Tenha em mente que o processo é demorado — isso se você quer fazer um desapego consciente e criterioso. Então, deixe o ambiente o mais confortável possível: iluminado, arejado (abra a janela ou ligue ventilador ou ar-condicionado), coloque uma playlist bacana, deixe uma bebida a postos (desde água até um vinho) e até prepare um petisco. Com algumas atitudes simples, você consegue deixar o ambiente mais convidativo e mergulhar de verdade na tarefa.

Foco

Reserve algumas horas ou até o dia todo para esta atividade. Não marque nenhum compromisso (mesmo que virtual) e tente se isolar (ainda mais) dentro de casa, avisando quem mora com você que precisa desse tempo sozinha. Dê um tempo no noticiário e também nos grupos de WhatsApp. Esse "detox" tecnológico pode ser também um aliado contra a ansiedade em tempos de isolamento social. Você verá como tudo fica mais produtivo.

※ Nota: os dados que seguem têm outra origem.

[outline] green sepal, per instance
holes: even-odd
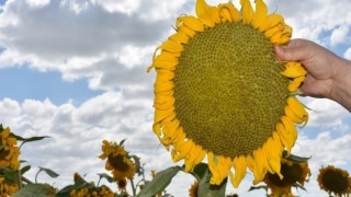
[[[181,170],[180,166],[171,166],[165,171],[156,174],[152,181],[145,185],[145,187],[139,192],[137,197],[151,197],[156,194],[161,193],[171,183],[172,178]]]
[[[197,196],[201,197],[213,197],[213,196],[225,196],[227,187],[227,178],[225,178],[220,185],[211,185],[212,174],[207,170],[199,184]]]
[[[292,153],[287,157],[287,151],[286,150],[283,151],[283,159],[288,160],[288,161],[293,161],[293,162],[297,162],[297,163],[307,162],[310,158],[312,157],[302,158],[298,155],[294,155]]]
[[[248,192],[258,190],[258,189],[264,189],[264,190],[267,190],[267,189],[268,189],[268,186],[267,186],[267,185],[251,186]]]
[[[127,139],[123,139],[123,140],[120,141],[120,147],[123,146],[123,143],[125,142],[125,140],[127,140]]]
[[[101,173],[101,174],[98,174],[100,176],[100,178],[105,178],[109,183],[113,183],[114,182],[114,178],[112,176],[110,176],[109,174],[106,173]]]
[[[21,175],[23,175],[24,173],[26,173],[29,170],[31,170],[31,165],[25,165],[24,167],[21,169]]]
[[[46,169],[46,167],[41,167],[41,166],[38,166],[39,167],[39,172],[42,172],[42,171],[44,171],[47,175],[49,175],[50,177],[57,177],[57,176],[59,176],[56,172],[54,172],[53,170],[50,170],[50,169]]]
[[[192,174],[196,178],[196,181],[200,183],[201,179],[204,177],[206,171],[208,171],[208,164],[199,163],[197,165],[195,165],[193,172],[191,172],[190,174]]]

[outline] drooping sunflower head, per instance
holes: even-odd
[[[218,7],[196,1],[196,16],[177,19],[177,32],[157,47],[154,131],[192,171],[207,154],[219,185],[230,175],[237,187],[249,167],[254,183],[280,176],[282,151],[297,138],[295,124],[308,114],[293,96],[306,76],[298,62],[282,62],[274,45],[290,40],[292,28],[268,14],[262,0]],[[230,171],[235,169],[235,174]]]
[[[18,148],[16,139],[10,137],[10,134],[11,130],[9,127],[3,129],[2,126],[0,126],[0,165],[13,170],[19,170],[19,157],[21,154],[21,151]]]
[[[105,169],[112,171],[113,177],[118,181],[123,178],[132,179],[136,166],[133,161],[128,158],[124,147],[116,142],[103,141],[102,154],[99,157],[102,160],[106,160]]]
[[[319,170],[317,178],[319,187],[326,190],[329,195],[336,196],[351,194],[351,177],[348,171],[328,165]]]
[[[278,174],[267,173],[264,183],[272,190],[271,196],[292,195],[292,187],[299,183],[304,185],[310,176],[310,170],[306,162],[281,160],[281,178]]]
[[[127,186],[127,179],[126,178],[118,179],[117,186],[118,186],[120,190],[125,190],[125,188]]]
[[[82,187],[72,189],[70,197],[82,197],[82,196],[99,196],[99,197],[114,197],[114,193],[106,186],[101,187]]]
[[[0,196],[11,196],[18,189],[18,185],[13,181],[0,177]]]

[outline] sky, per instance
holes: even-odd
[[[208,0],[217,5],[226,0]],[[267,0],[270,12],[282,14],[294,38],[314,40],[351,60],[351,2],[349,0]],[[140,157],[146,171],[172,163],[151,130],[155,73],[147,73],[157,46],[173,32],[177,16],[194,14],[194,0],[0,0],[0,121],[23,137],[50,136],[21,149],[21,159],[60,174],[38,179],[61,188],[75,172],[98,181],[104,161],[102,140],[127,138],[126,149]],[[238,0],[234,0],[238,5]],[[302,99],[312,108],[299,129],[293,153],[312,157],[307,193],[320,192],[318,169],[328,164],[351,172],[351,115],[326,99]],[[149,174],[147,174],[149,177]],[[194,182],[178,174],[167,188],[188,196]],[[239,189],[248,193],[252,176]]]

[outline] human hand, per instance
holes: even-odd
[[[335,100],[351,111],[351,62],[316,43],[292,39],[286,47],[275,46],[282,61],[298,61],[307,70],[299,90],[303,95]]]

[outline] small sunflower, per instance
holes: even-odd
[[[0,177],[0,196],[7,197],[11,196],[18,192],[18,185],[12,181],[5,179],[5,177]]]
[[[329,195],[348,196],[351,194],[351,177],[348,171],[337,169],[333,165],[321,167],[318,175],[319,187]]]
[[[196,16],[177,19],[176,34],[157,47],[154,132],[174,162],[190,172],[207,155],[219,185],[234,187],[253,172],[257,184],[267,172],[282,177],[280,160],[291,152],[308,114],[294,96],[306,70],[282,62],[274,45],[285,45],[292,27],[268,14],[263,0],[218,7],[196,1]],[[231,170],[235,170],[235,174]]]
[[[279,197],[282,195],[293,196],[292,187],[299,183],[304,185],[310,176],[310,170],[308,163],[306,162],[294,162],[290,160],[281,160],[281,174],[283,178],[281,179],[279,175],[267,173],[264,177],[264,183],[269,188],[271,188],[272,197]]]
[[[194,182],[189,189],[190,197],[197,197],[199,182]]]
[[[11,130],[9,127],[3,129],[1,126],[0,129],[0,165],[19,170],[21,151],[18,148],[18,141],[15,138],[10,137]]]
[[[102,160],[107,159],[105,169],[112,171],[113,177],[118,181],[123,178],[132,179],[136,166],[128,158],[124,147],[118,146],[116,142],[109,142],[103,140],[102,154],[99,157]]]
[[[125,190],[125,188],[127,186],[127,179],[126,178],[118,179],[117,186],[118,186],[120,190]]]

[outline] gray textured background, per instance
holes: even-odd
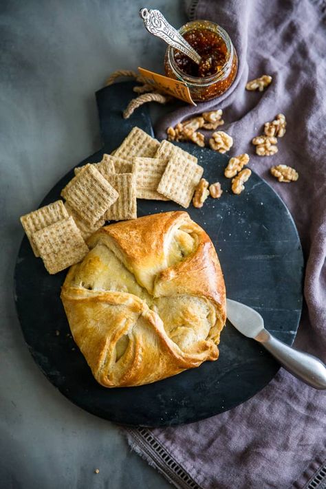
[[[100,148],[94,92],[118,68],[162,69],[165,48],[145,31],[142,6],[160,8],[175,26],[186,21],[173,0],[0,1],[1,489],[170,487],[116,426],[75,406],[45,379],[12,298],[19,216]]]

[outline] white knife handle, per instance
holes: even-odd
[[[315,389],[326,389],[326,366],[321,360],[276,340],[266,329],[255,339],[295,377]]]

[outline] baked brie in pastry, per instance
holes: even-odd
[[[217,360],[224,281],[210,239],[187,213],[111,224],[87,244],[61,298],[100,384],[149,384]]]

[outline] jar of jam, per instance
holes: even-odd
[[[202,60],[197,65],[169,46],[164,60],[166,76],[186,83],[195,101],[219,97],[230,88],[238,68],[237,52],[228,33],[209,21],[188,22],[179,32]]]

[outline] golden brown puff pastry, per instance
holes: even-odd
[[[224,281],[210,239],[187,213],[111,224],[87,244],[61,298],[100,384],[149,384],[217,358]]]

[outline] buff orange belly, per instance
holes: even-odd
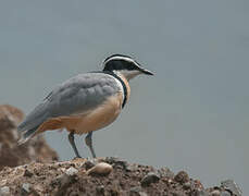
[[[122,106],[122,94],[110,97],[101,106],[84,114],[53,118],[42,123],[38,133],[48,130],[66,128],[75,134],[89,133],[111,124],[120,114]]]

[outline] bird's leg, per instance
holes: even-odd
[[[80,156],[79,156],[79,154],[78,154],[78,150],[77,150],[77,147],[76,147],[76,145],[75,145],[75,143],[74,143],[74,132],[71,132],[71,133],[69,134],[69,140],[70,140],[71,146],[72,146],[73,149],[74,149],[74,152],[75,152],[76,157],[77,157],[77,158],[80,158]]]
[[[95,149],[92,147],[91,135],[92,135],[92,132],[88,133],[86,138],[85,138],[85,142],[86,142],[86,145],[90,148],[90,152],[91,152],[92,157],[96,158]]]

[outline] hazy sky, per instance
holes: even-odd
[[[123,113],[94,134],[97,156],[186,170],[206,186],[234,179],[249,195],[248,21],[246,0],[1,0],[0,103],[27,113],[57,84],[130,54],[155,76],[132,81]],[[65,132],[46,137],[74,157]]]

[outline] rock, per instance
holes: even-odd
[[[160,177],[174,179],[174,173],[169,168],[161,168],[158,170]]]
[[[23,176],[32,177],[33,173],[29,170],[25,170]]]
[[[174,180],[180,184],[184,184],[189,181],[189,176],[185,171],[180,171],[175,175]]]
[[[74,174],[76,174],[78,172],[78,170],[76,170],[75,168],[73,168],[73,167],[71,167],[70,169],[67,169],[66,171],[65,171],[65,173],[67,174],[67,175],[74,175]]]
[[[3,186],[0,188],[0,195],[9,195],[10,194],[10,187]]]
[[[113,168],[111,164],[105,162],[97,163],[94,168],[87,171],[87,175],[109,175],[112,172]]]
[[[104,196],[104,186],[103,185],[96,187],[96,195]]]
[[[22,186],[22,191],[28,194],[30,192],[30,184],[24,183]]]
[[[219,189],[214,189],[211,192],[211,196],[221,196],[221,192]]]
[[[225,191],[225,192],[222,192],[221,195],[219,195],[219,196],[231,196],[231,193]]]
[[[130,188],[129,196],[147,196],[147,193],[142,192],[140,186],[135,186]]]
[[[91,168],[95,167],[95,163],[94,163],[92,161],[87,160],[87,161],[84,163],[84,167],[85,167],[86,170],[89,170],[89,169],[91,169]]]
[[[154,172],[149,172],[142,180],[141,186],[149,186],[151,183],[159,182],[160,176]]]
[[[132,168],[128,167],[127,162],[115,157],[107,157],[104,162],[112,164],[113,168],[121,168],[126,171],[130,171]]]
[[[24,113],[12,106],[0,105],[0,170],[3,167],[16,167],[32,161],[51,162],[58,155],[45,142],[41,135],[18,146],[17,125]]]
[[[195,196],[209,196],[209,193],[204,189],[196,189]]]
[[[190,189],[190,188],[191,188],[191,183],[190,182],[184,183],[184,189]]]
[[[226,180],[226,181],[221,182],[221,186],[224,189],[229,191],[231,193],[233,193],[236,196],[242,196],[241,189],[238,187],[238,185],[233,180]]]

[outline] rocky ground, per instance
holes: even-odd
[[[23,113],[0,106],[0,196],[240,196],[228,180],[204,188],[185,171],[128,163],[119,158],[58,161],[42,137],[17,146],[16,125]]]
[[[105,162],[99,163],[99,162]],[[239,196],[233,181],[204,188],[184,171],[176,175],[129,164],[117,158],[74,159],[65,162],[5,167],[0,172],[2,195],[97,195],[97,196]]]

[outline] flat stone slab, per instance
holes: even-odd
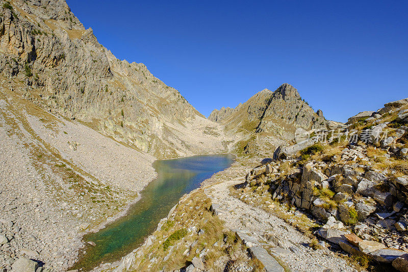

Deixe à mostra seu objetivo

Qual o seu objetivo de imagem? Como gostaria de se sentir ao se vestir? E como gostaria de ser vista? Você pode fazer um desenho, um moodboard, escrever adjetivos ou frases que te lembrem do seu objetivo para ajudar durante o processo de desapego. Vale deixar isso bem à mostra para consultar sempre que tiver dúvidas sobre uma peça, acessório ou look, se deve continuar ou não no seu armário e por qual motivo.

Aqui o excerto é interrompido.